So in this loop, I am at best O(N) if all values have matches and at worse O(2N) if none match. So I am wondering if there is something faster out there? It's hard to know for sure how often the two arrays will match, but I would way I would lean more toward most of the arrays will mostly have matches than not.
I hope I explained the problem well enough and I appreciate any feedback or tips on improving this.
Code example:
std::vector<int> array1 = {4,6,12,34};
std::vector<int> array2 = {1,3,6,34,40};
for(unsigned int i=0, z=0; i < array1.size(); i++)
{
int value1 = array1[i];
while(value1 > array2[z] && z < array2.size())
z++;
if (z >= array2.size())
break; // reached end of array2
if (value1 < array2[z])
continue;
// we have a match, i and z indices have same value
}
Result will be matching indexes for array1 = [1,3] and for array2= [2,3]
I wrote an implementation of this function using an algorithm that performs better with sparse distributions, than the trivial linear merge.
For distributions, that are similar†, it has O(n) complexity but ranges where the distributions are greatly different, it should perform below linear, approaching O(log n) in optimal cases.
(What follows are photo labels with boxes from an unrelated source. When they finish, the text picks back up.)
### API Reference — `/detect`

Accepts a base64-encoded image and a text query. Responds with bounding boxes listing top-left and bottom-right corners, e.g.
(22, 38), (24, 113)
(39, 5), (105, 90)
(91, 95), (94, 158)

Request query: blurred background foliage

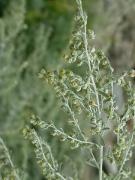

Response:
(0, 0), (135, 180)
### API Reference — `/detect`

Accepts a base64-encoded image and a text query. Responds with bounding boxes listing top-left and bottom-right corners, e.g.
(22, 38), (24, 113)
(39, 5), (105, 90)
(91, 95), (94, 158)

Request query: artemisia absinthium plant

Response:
(0, 137), (21, 180)
(23, 0), (135, 180)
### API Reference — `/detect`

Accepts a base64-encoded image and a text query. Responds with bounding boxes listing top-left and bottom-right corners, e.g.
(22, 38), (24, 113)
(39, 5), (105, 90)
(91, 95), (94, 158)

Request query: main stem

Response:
(99, 146), (103, 180)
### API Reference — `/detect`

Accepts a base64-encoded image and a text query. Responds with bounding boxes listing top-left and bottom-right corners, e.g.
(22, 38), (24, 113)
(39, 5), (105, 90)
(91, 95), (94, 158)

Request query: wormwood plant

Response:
(0, 138), (20, 180)
(23, 0), (135, 180)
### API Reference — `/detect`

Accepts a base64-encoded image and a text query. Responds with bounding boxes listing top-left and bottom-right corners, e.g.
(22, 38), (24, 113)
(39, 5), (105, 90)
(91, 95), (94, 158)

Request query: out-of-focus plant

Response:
(23, 0), (135, 180)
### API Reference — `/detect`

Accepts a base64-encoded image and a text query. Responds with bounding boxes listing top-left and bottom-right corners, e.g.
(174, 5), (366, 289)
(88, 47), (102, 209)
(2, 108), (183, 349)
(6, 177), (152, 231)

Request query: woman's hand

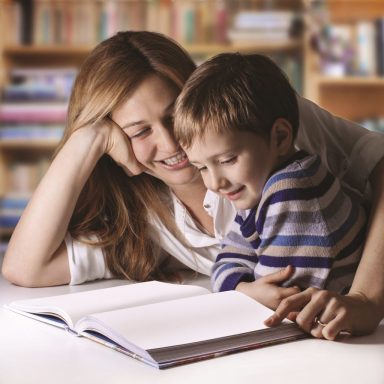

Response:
(265, 288), (382, 340)
(236, 266), (300, 309)
(91, 117), (146, 176)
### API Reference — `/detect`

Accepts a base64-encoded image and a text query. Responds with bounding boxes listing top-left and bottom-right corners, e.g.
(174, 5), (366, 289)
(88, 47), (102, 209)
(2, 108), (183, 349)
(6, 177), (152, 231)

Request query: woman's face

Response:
(112, 75), (198, 188)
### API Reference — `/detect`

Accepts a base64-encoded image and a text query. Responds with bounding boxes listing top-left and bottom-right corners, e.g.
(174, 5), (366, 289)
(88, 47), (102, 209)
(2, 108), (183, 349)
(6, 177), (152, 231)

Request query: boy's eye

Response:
(220, 156), (237, 164)
(163, 115), (173, 128)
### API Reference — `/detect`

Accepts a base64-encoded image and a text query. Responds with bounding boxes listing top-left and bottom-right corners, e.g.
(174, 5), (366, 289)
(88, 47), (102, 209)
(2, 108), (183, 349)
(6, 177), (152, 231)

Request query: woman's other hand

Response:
(265, 288), (382, 340)
(91, 117), (146, 176)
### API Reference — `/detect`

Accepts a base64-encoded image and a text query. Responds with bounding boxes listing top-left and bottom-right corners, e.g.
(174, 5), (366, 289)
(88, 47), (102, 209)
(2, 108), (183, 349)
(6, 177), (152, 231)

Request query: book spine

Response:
(375, 18), (384, 76)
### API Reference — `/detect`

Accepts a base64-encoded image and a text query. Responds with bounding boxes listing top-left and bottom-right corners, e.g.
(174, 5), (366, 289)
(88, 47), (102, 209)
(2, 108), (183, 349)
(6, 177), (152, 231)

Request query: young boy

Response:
(175, 53), (366, 309)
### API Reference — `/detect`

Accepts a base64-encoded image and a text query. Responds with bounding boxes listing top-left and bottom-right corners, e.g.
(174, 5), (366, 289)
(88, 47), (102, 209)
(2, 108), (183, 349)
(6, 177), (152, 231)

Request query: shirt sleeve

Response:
(65, 233), (112, 285)
(296, 97), (384, 198)
(211, 221), (257, 292)
(255, 156), (365, 291)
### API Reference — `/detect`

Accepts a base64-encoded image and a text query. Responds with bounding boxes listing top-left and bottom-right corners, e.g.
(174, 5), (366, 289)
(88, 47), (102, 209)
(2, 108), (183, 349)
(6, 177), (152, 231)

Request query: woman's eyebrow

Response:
(121, 100), (176, 129)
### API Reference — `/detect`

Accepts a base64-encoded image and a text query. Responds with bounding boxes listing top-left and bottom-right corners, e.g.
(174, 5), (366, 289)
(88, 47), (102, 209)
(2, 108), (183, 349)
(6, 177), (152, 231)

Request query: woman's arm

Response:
(2, 129), (103, 287)
(2, 124), (139, 287)
(266, 158), (384, 340)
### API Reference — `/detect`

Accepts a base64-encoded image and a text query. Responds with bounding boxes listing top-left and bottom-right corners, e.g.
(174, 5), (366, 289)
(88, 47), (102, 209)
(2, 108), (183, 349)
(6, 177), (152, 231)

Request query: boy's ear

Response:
(271, 118), (293, 156)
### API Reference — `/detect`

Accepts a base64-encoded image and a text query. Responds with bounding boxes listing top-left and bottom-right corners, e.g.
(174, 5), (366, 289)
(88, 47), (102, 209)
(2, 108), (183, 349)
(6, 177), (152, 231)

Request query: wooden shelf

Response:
(317, 76), (384, 86)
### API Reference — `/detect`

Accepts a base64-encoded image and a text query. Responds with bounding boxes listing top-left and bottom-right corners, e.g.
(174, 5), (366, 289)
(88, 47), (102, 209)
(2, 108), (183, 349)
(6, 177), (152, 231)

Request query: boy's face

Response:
(184, 131), (278, 209)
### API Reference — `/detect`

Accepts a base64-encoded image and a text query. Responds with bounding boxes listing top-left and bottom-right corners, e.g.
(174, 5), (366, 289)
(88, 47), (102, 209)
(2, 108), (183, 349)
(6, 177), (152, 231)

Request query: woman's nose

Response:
(157, 124), (180, 153)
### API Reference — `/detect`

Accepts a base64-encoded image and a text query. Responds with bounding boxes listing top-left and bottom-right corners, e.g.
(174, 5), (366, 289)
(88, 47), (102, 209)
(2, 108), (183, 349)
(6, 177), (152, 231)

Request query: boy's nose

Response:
(207, 171), (227, 192)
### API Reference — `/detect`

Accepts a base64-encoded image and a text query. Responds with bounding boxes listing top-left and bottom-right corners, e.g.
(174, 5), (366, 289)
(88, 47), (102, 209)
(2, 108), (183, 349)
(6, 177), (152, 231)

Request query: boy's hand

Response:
(236, 266), (300, 309)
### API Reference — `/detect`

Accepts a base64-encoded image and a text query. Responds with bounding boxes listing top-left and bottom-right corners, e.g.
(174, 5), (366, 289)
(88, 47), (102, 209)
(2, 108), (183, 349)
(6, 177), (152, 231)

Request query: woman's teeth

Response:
(163, 152), (187, 165)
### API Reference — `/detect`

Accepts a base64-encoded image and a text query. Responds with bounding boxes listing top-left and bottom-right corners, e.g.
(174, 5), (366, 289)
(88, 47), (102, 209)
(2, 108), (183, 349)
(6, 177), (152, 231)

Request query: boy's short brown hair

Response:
(175, 53), (299, 147)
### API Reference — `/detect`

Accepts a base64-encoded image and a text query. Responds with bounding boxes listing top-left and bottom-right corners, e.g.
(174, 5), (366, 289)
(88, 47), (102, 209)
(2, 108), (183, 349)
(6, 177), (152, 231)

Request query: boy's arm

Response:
(266, 159), (384, 340)
(211, 245), (257, 292)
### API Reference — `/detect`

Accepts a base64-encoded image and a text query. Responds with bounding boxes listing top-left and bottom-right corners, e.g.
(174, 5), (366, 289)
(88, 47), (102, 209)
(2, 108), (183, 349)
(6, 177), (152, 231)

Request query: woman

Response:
(3, 32), (384, 339)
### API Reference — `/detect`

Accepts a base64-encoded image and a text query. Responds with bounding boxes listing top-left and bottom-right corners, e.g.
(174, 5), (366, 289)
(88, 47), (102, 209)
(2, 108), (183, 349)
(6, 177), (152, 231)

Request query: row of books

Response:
(317, 17), (384, 76)
(0, 195), (29, 230)
(6, 0), (304, 45)
(0, 156), (50, 229)
(228, 10), (302, 43)
(3, 67), (77, 101)
(0, 123), (65, 142)
(0, 68), (70, 141)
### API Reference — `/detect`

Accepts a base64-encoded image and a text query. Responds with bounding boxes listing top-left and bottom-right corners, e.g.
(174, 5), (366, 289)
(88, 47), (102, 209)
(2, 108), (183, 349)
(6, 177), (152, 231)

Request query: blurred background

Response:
(0, 0), (384, 254)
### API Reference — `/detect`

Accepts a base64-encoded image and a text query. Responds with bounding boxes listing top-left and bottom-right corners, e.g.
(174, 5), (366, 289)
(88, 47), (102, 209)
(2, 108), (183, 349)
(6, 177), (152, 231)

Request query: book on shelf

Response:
(0, 102), (68, 123)
(0, 195), (30, 229)
(0, 124), (65, 142)
(3, 67), (77, 102)
(228, 10), (295, 43)
(6, 281), (307, 369)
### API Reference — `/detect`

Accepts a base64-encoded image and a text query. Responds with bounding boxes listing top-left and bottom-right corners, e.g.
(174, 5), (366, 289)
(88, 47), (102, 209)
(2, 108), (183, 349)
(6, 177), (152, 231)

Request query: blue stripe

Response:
(259, 255), (333, 268)
(260, 235), (335, 248)
(240, 208), (256, 237)
(216, 252), (258, 263)
(336, 226), (367, 260)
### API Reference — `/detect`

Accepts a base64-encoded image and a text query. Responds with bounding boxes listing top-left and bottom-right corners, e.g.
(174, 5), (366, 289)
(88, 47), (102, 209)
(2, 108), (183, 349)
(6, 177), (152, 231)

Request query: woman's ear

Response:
(271, 118), (294, 156)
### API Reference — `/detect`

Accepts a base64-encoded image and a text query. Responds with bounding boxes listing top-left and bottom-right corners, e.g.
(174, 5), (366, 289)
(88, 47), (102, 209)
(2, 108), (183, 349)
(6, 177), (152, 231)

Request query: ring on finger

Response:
(313, 316), (327, 327)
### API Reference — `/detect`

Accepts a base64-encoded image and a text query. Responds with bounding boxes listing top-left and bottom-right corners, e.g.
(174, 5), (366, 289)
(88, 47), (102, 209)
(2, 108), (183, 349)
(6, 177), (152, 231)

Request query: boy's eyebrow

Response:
(121, 100), (176, 129)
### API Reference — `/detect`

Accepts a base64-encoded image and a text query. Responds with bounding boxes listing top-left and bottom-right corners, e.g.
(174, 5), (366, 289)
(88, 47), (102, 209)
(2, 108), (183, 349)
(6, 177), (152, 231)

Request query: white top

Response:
(65, 98), (384, 284)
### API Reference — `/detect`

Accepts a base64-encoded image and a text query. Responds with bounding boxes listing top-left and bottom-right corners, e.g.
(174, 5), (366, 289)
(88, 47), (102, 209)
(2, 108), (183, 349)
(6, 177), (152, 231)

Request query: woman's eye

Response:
(220, 156), (237, 164)
(128, 127), (151, 139)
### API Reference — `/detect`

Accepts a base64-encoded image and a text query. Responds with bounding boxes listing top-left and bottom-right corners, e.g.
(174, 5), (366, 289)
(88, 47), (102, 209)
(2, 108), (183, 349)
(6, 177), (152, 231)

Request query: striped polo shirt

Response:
(211, 151), (367, 292)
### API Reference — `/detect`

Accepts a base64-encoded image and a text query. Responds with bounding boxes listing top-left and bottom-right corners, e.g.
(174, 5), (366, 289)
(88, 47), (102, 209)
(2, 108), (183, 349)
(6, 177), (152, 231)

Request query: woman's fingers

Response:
(259, 265), (294, 284)
(100, 118), (146, 176)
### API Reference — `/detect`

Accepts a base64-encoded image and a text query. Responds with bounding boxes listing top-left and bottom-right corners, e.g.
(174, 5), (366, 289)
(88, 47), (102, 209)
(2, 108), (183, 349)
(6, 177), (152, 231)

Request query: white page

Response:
(6, 281), (209, 328)
(81, 291), (273, 350)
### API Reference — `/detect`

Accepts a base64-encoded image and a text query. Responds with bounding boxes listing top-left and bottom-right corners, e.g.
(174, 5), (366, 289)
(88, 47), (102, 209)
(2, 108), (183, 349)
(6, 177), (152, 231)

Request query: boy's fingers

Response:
(265, 291), (311, 327)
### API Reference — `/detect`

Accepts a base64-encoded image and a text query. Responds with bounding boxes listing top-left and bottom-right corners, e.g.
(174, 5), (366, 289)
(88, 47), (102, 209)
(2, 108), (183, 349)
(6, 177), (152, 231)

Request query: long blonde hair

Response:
(58, 31), (195, 281)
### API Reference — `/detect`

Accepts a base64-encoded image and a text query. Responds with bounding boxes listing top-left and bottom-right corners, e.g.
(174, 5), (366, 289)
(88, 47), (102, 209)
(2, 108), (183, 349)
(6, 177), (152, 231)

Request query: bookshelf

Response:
(0, 0), (305, 243)
(304, 0), (384, 121)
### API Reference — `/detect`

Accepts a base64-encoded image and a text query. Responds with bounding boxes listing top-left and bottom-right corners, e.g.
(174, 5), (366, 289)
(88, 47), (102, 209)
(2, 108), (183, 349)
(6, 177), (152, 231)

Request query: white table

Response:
(0, 256), (384, 384)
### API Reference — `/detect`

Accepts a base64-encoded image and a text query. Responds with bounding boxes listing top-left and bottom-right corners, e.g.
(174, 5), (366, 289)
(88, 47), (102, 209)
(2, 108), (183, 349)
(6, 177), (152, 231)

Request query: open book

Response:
(5, 281), (306, 368)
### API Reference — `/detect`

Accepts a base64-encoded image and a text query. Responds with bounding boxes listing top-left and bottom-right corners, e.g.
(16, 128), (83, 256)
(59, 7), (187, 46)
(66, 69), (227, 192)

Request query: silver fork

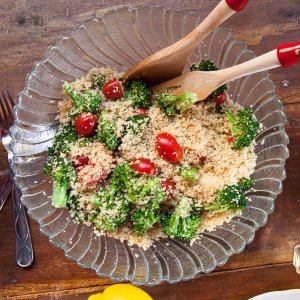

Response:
(0, 91), (33, 268)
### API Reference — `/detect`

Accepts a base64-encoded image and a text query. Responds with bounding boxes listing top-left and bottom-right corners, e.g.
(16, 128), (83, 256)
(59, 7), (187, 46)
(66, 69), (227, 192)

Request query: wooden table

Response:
(0, 0), (300, 300)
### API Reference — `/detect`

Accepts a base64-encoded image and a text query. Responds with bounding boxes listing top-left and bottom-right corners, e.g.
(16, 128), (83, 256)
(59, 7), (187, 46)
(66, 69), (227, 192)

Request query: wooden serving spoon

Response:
(124, 0), (249, 85)
(152, 42), (300, 101)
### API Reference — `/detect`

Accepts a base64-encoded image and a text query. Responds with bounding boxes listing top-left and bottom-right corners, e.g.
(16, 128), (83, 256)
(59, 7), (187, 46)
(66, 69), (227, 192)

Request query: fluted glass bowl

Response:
(11, 6), (288, 285)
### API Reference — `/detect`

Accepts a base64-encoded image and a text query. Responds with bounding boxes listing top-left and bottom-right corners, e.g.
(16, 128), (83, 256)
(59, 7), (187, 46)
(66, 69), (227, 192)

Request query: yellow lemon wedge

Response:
(88, 293), (103, 300)
(102, 283), (153, 300)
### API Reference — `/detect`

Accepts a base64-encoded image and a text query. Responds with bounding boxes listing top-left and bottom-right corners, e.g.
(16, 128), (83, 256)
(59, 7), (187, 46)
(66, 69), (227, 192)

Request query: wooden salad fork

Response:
(124, 0), (249, 85)
(0, 91), (33, 268)
(152, 42), (300, 101)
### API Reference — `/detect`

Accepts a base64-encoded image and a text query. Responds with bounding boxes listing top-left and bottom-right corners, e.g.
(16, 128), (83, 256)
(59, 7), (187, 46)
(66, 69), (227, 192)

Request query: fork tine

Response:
(2, 90), (14, 126)
(0, 97), (9, 135)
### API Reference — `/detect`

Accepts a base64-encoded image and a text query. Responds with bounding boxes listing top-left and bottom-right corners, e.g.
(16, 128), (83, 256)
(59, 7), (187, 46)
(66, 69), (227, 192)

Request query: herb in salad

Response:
(162, 197), (201, 240)
(226, 108), (259, 149)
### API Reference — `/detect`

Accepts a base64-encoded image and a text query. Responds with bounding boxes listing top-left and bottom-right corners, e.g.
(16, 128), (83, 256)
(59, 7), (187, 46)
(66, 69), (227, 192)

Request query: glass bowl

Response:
(11, 6), (288, 285)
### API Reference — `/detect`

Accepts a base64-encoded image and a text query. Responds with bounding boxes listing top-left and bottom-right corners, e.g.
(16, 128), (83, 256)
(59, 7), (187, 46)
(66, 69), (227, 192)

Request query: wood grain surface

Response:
(0, 0), (300, 300)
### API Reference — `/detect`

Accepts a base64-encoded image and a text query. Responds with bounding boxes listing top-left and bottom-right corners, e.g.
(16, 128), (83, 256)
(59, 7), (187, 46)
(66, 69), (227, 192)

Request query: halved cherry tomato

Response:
(73, 155), (89, 168)
(215, 91), (227, 105)
(133, 108), (148, 116)
(199, 155), (206, 162)
(155, 132), (183, 163)
(131, 157), (156, 175)
(227, 136), (234, 143)
(161, 179), (176, 195)
(74, 113), (98, 136)
(102, 78), (124, 99)
(77, 163), (107, 186)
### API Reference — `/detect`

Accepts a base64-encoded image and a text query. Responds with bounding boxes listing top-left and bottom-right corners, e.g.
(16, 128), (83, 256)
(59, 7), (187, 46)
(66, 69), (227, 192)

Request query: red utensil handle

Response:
(277, 42), (300, 68)
(226, 0), (249, 11)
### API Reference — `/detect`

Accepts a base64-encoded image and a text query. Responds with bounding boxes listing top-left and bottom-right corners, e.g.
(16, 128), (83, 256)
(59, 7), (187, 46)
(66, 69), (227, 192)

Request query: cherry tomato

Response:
(102, 78), (124, 99)
(155, 132), (183, 163)
(133, 108), (148, 116)
(73, 155), (89, 168)
(199, 155), (206, 162)
(74, 113), (98, 136)
(227, 136), (234, 143)
(77, 163), (107, 186)
(215, 91), (227, 105)
(131, 157), (156, 175)
(161, 179), (176, 195)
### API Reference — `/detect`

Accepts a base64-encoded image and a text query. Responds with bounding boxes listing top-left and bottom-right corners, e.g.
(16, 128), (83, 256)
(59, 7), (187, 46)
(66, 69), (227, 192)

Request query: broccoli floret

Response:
(125, 176), (166, 205)
(91, 188), (130, 231)
(190, 59), (228, 98)
(238, 178), (254, 191)
(64, 82), (102, 116)
(131, 201), (160, 236)
(161, 197), (201, 240)
(179, 166), (198, 180)
(226, 108), (259, 149)
(123, 115), (150, 135)
(51, 162), (76, 208)
(125, 79), (152, 109)
(204, 178), (253, 211)
(97, 111), (121, 151)
(110, 163), (166, 235)
(156, 92), (198, 116)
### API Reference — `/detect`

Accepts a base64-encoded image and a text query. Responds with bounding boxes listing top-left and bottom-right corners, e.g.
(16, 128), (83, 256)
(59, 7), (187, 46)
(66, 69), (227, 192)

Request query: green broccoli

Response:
(179, 166), (198, 180)
(204, 178), (253, 211)
(44, 123), (78, 208)
(97, 110), (121, 151)
(125, 79), (152, 109)
(91, 189), (131, 231)
(131, 201), (160, 236)
(156, 92), (198, 116)
(161, 197), (201, 240)
(238, 178), (254, 192)
(48, 161), (76, 208)
(190, 59), (228, 98)
(63, 82), (102, 116)
(125, 176), (166, 205)
(110, 163), (166, 235)
(226, 108), (259, 149)
(123, 115), (150, 135)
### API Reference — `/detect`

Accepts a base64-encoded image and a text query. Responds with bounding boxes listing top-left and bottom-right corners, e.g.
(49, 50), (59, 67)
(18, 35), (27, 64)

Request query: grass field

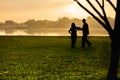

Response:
(0, 36), (120, 80)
However, I wasn't able to prove that the worst case isn't better than O(n log n). On the other hand, I haven't been able to find that worst case either.
I templated it so that any type of ranges can be used, such as sub-ranges or raw arrays. Technically it works with non-random access iterators as well, but the complexity is much greater, so it's not recommended. I think it should be possible to modify the algorithm to fall back to linear search in that case, but I haven't bothered.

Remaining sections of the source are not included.